If the administration has begun reviewing the telephone calls of reporters not to catch lawbreakers but to prevent revelations of its own lawlessness, then this White House has strayed onto dangerous political turf.
To be sure, the Bush-Cheney administration would not be the first to go after journalists in order to protect itself from challenges to its authority. President John Adams actually jailed journalistic critics in the early days of the Republic, provoking the crisis that would make him the first president to be defeated for reelection. President Richard Nixon produced an "enemies list" that included the names of prominent journalists such as Daniel Schorr.

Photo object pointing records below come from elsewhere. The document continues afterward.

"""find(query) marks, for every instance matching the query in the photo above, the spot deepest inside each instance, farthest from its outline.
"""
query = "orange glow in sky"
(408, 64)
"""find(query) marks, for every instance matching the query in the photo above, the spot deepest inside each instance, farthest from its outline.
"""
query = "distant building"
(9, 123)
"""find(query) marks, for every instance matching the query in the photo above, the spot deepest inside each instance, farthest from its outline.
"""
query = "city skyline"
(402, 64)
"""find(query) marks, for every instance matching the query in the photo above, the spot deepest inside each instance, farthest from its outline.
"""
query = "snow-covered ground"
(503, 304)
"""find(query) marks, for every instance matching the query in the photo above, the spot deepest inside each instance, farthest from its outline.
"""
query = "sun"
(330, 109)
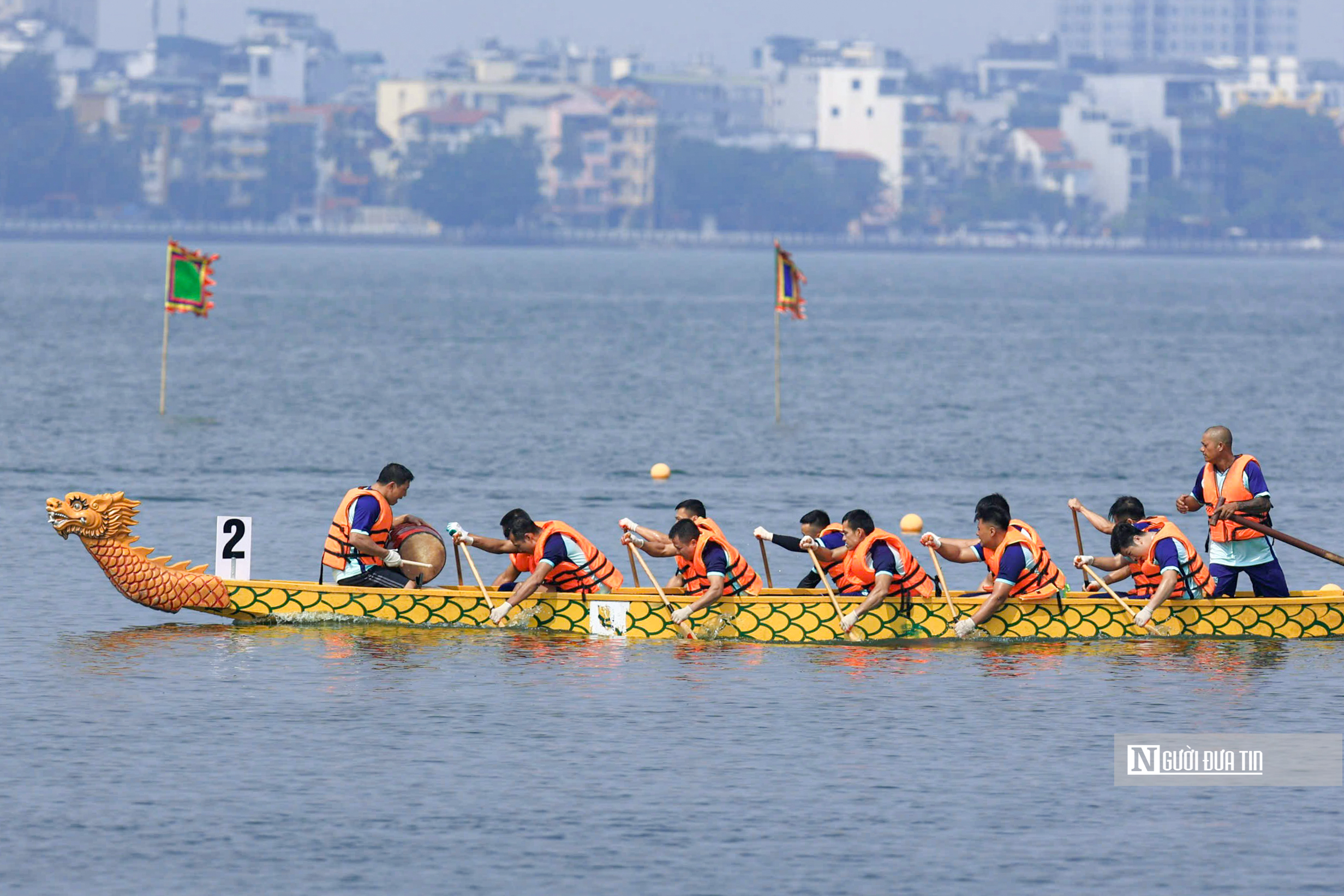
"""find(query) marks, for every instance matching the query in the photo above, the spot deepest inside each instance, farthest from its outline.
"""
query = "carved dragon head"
(93, 516)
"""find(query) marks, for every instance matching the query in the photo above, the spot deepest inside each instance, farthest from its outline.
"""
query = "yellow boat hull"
(790, 616)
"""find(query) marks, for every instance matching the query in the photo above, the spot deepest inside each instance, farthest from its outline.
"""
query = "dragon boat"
(104, 522)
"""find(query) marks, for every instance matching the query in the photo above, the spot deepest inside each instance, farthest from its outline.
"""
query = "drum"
(420, 545)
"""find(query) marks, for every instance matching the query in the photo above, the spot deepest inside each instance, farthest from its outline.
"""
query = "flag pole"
(776, 366)
(163, 367)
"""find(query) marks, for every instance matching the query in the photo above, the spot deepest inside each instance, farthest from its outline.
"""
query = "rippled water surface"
(151, 754)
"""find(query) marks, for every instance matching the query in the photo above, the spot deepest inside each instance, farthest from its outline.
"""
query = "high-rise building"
(1178, 28)
(76, 15)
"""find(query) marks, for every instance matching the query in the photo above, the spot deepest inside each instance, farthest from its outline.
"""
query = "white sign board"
(233, 547)
(611, 618)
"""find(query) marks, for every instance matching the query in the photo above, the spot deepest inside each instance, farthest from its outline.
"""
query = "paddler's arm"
(706, 600)
(636, 536)
(991, 605)
(1164, 590)
(1098, 522)
(489, 546)
(954, 550)
(1256, 507)
(510, 574)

This could mark a turning point for the usually pliant Washington press corps, however.
White House reporters are by any measure a docile lot, and there is no question that the Bush-Cheney administration has benefited tremendously from the frequently stenographic reporting of even its most outlandish spin by unquestioning national correspondents -- two words: "Judith Miller." But it is difficult to imagine, especially with the approval ratings for the president and vice president dipping to depths previously explore[d] by Richard Nixon and Spiro Agnew in their darkest days, that Washington reporters will take kindly to being spied on by an administration bent to shutting up confidential sources.
To be sure, the members of the White House press corps should not need a threat to their own privacy -- not to mention their most vital sources of honest information -- to be inspired to practice their craft as the founders intended. But the track record of the past several years indicates that a jolt of some kind was needed. Let's just hope that the reporters who cover the Bush-Cheney White House will prove to be self-serving enough to want to protect the whistleblowers without whom journalists cannot begin to tell the full story of what this administration is doing in our name but without our informed consent.
Big Brother Bush, Inc. like the Frankenstein monster is loose, stomping around in the town square and scaring the villagers. Some hysterical villagers helped animate the monster and now add their shrieks to the plunder. Let's hope heroes will rise up and destroy the monster before they are strangled and tossed aside like a used newspaper.

Pick up your torches, villagers, and burn the monster in a blaze of light.